Saturday, October 31, 2015

one of those days

Last week one of my favorite J. Hilburn clients decides on a suit he wants. This week he is traveling, so we get together this afternoon. I want to get his order in before the month closes. It means I'll enter a new commission bracket at a higher payout for the month. Still not enough to live on, but better than zero.

I spend about an hour with him. He falls in love with a specific fabric. He chooses several custom style options. Even a tie that'll be perfect with the suit. It really will look great on him. I come home and begin to enter the order. The fabric is sold out, and is no longer available. Lost sale. Disappointed client. Not good.

Then Shari calls me on my cell.  She tells me that my landline is not working. I can call out, but when someone calls me, they get a message that says, "You have reached a non-working number."

I call Time Warner Cable (TWC). About 30 minutes of troubleshooting ends with no solution. We set an appointment for a tech guy to come to my apartment between two and four. I cancel my plans for the day. I get two automated calls around 1:50pm, each asking me to confirm my appointment. I say, "Confirmed," for each of the two calls.

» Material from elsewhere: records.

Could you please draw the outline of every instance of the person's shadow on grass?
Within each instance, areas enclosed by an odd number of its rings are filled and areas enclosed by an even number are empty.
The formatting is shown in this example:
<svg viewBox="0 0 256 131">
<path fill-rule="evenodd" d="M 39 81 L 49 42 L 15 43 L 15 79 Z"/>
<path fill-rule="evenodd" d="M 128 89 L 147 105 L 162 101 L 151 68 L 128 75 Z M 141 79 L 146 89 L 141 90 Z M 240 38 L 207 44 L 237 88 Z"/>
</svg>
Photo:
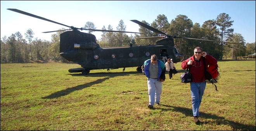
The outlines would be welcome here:
<svg viewBox="0 0 256 131">
<path fill-rule="evenodd" d="M 161 105 L 161 106 L 168 107 L 168 109 L 161 109 L 162 110 L 171 110 L 175 112 L 181 112 L 186 116 L 192 116 L 192 109 L 185 107 L 175 107 L 165 105 Z M 255 130 L 255 126 L 253 125 L 246 125 L 239 123 L 237 122 L 227 120 L 223 117 L 220 117 L 216 115 L 200 112 L 200 117 L 205 119 L 214 119 L 214 121 L 204 121 L 201 124 L 207 124 L 210 122 L 216 125 L 225 124 L 229 125 L 232 126 L 234 130 Z"/>
</svg>

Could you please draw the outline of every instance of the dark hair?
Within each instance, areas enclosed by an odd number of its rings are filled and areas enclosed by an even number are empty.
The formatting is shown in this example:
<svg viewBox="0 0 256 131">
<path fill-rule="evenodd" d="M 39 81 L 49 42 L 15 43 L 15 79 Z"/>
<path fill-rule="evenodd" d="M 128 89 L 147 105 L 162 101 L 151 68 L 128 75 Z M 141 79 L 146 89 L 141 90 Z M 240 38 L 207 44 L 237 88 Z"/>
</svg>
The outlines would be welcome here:
<svg viewBox="0 0 256 131">
<path fill-rule="evenodd" d="M 199 50 L 201 50 L 201 52 L 202 51 L 202 48 L 200 48 L 200 47 L 196 47 L 194 49 L 194 50 L 195 50 L 195 49 L 199 49 Z"/>
<path fill-rule="evenodd" d="M 150 59 L 153 61 L 156 61 L 157 59 L 157 57 L 156 55 L 153 54 L 151 55 L 151 58 Z"/>
</svg>

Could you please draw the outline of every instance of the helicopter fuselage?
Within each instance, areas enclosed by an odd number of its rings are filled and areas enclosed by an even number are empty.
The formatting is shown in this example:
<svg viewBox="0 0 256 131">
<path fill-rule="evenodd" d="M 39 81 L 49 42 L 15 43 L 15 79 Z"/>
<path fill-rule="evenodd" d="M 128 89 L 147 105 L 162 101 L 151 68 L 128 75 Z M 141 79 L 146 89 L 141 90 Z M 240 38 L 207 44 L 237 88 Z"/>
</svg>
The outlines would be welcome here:
<svg viewBox="0 0 256 131">
<path fill-rule="evenodd" d="M 140 67 L 153 54 L 160 59 L 163 52 L 172 59 L 174 63 L 183 59 L 183 55 L 173 46 L 149 45 L 101 48 L 96 43 L 93 34 L 78 31 L 61 34 L 60 55 L 89 70 Z"/>
</svg>

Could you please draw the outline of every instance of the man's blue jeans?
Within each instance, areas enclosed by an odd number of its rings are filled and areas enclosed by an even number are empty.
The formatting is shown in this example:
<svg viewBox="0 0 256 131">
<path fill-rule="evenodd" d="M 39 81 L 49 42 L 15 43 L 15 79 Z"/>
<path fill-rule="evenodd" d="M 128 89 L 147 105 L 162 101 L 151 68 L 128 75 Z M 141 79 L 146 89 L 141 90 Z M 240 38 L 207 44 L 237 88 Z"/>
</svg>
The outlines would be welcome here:
<svg viewBox="0 0 256 131">
<path fill-rule="evenodd" d="M 148 78 L 147 88 L 149 91 L 149 105 L 154 105 L 155 103 L 159 103 L 162 93 L 162 82 L 157 79 Z"/>
<path fill-rule="evenodd" d="M 192 98 L 192 109 L 193 115 L 199 116 L 199 107 L 200 106 L 202 98 L 204 94 L 206 82 L 201 83 L 191 82 L 190 89 Z"/>
</svg>

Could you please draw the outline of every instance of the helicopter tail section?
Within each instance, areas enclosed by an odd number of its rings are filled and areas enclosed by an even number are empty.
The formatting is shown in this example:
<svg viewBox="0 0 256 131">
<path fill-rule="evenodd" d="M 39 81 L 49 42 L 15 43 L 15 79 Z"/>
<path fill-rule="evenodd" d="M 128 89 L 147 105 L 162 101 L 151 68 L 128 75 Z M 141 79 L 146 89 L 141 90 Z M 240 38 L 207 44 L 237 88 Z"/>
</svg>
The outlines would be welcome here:
<svg viewBox="0 0 256 131">
<path fill-rule="evenodd" d="M 94 50 L 99 48 L 96 37 L 92 34 L 78 30 L 66 31 L 61 34 L 60 53 L 79 49 Z"/>
</svg>

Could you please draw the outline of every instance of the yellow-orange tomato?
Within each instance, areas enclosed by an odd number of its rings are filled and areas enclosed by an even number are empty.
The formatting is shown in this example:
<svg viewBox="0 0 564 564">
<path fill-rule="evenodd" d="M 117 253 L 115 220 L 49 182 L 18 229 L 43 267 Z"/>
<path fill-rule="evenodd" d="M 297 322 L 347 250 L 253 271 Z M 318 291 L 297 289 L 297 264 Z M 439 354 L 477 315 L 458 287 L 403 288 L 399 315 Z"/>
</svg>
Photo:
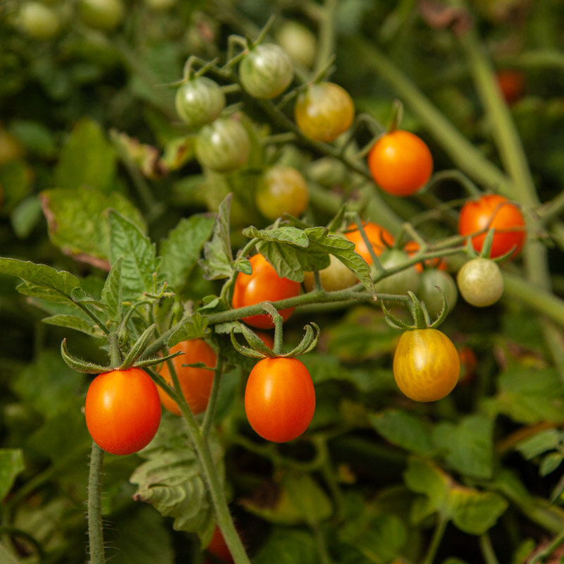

It's after four and the technician has still not arrived. I call TWC. "I'm sorry ma'am,"  the customer service rep says. "The technician tried to call you and confirm the appointment but no one picked up." I say (not too calmly), "I'm looking at the call list on my cell phone and no one called." Then the story changes.  "The technician said he came to your home but no one was there."  "I never left my apartment," I say (even less calmly than before).  "And, I live in a building with a 24-hour doorman.  NO ONE FROM TIME WARNER CABLE CALLED ME AND NO ONE FROM TIME WARNER CABLE CAME HERE!"  I ask for a supervisor and get James. He offers me a $25 credit for my lost day, and says he can try to  schedule another appointment for today.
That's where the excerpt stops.